Monday, February 15, 2010

Operation: Calypso!



Okay, well...

On Friday evening, I stopped by a Dollar store on avenue du Parc - one of those places with a heavy fluorescent buzz and off-brand toys that seem funny until you realize that some poor kid with a single mother is wondering how he'll be able to pass off his underwater warriors from the Operation: Calypso line* ($1.25, includes action figurine and three bendable attack fish companions) as part of the GI: Joe universe. My mission was to find a mask, or some items with which to construct a mask for a party happening later.

And...

After poking around, I realized that masquerade parties only appeal to two constituencies: girls and drag queens (good thing for masquerades that the first constituency makes up 50% of the population). A guy would only actively participate in one to placate/impress a girl he's got his eye on. Maybe it's a whiff of Robespierrean French Revolutionary abhorrence at the mores and modes of the Ancien Regime that turns us off. Do you know any men who liked Sofia Coppola's Mario Antoinette, for example? Panned by critics, but adored by more than a number of women I can think of.

But...

Given that my current ladyfriend and Valentine wasn't even going to be at the party, it seemed all sorts of stupid to strap a piece of cardboard with cat whiskers around my face; to wear while making chit-chat with a production assistant wearing a beaked mask like the Knife, circa Silent Shout.
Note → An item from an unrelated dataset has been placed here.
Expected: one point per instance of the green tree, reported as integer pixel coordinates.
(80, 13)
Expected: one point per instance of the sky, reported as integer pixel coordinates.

I haven't learned much in my six years as an Anglophone in Montreal (certainly not French!), but I have learned to mostly make nice. I think it was this spirit of going along with a culture not my own that made it seem plausible to me that I'd be peacock-strutting around a bar with a bunch of other fellow revelers in a goofy mask. Francophones recognize that Anglophones have some tired and embarrassing idee fixes, hang-ups and sacred cows that it's best not to harp on (middle names, getting married before procreating, monogamy, selling home-made jewelry on Etsy), just as Anglophones realize that, for the sake of cultural peace, it's best not to make fun of gymnasts in leotards and face-paint dancing around a giant egg to New Age music**. They're reasonably accommodating, and we're assimilating. Or at least keeping our mouth shut. But sometimes, before you're even aware, the spirit of assimilation has come over you, and you're engaged in some pseudo-minstrel show. Speaking of which, I think the Olympics have to be the longest running and most expensive minstrel show in history.***

So...

I ended up at Sparrow, talking about adult things like having children and watching a girl named after a Verdi opera carve a dancefloor of her own out of the middle of the room, soundtrack provided by former campus radio aficionado and current nice-guy Mitz Takahashi.

* I don't think that these toys had anything to do with the 1969 British invasion of the Anguillans in the Caribbean, but the thought that they could is amusing...

** To say little of the fact that most of our linguistic continental brethren will happily shell out hundreds of dollars to watch that spectacle when it shows up in Las Vegas.

*** I've had a real Saul to Paul on the road to Damascus moment after watching this video. The Separatists were right. Get me out of this stupid country.

I started writing this lengthy piece in mid-December about melancholy and dance music and the minor 7th, starting with Arthur Russell and working my way up to the Russell-esque stylings of Kelley Polar... I've tried to return to it a couple of times in the past couple of months, but I've always been defeated by it. Maybe if I'd spent more of my weekend mornings in the mid-90s coming down from designer chemicals, listening to The Orb's Pink Fluffy Clouds I'd be able to power through. All this to say that I've posted about it now, so I'll feel obligated to finish it in the next couple of days and post it.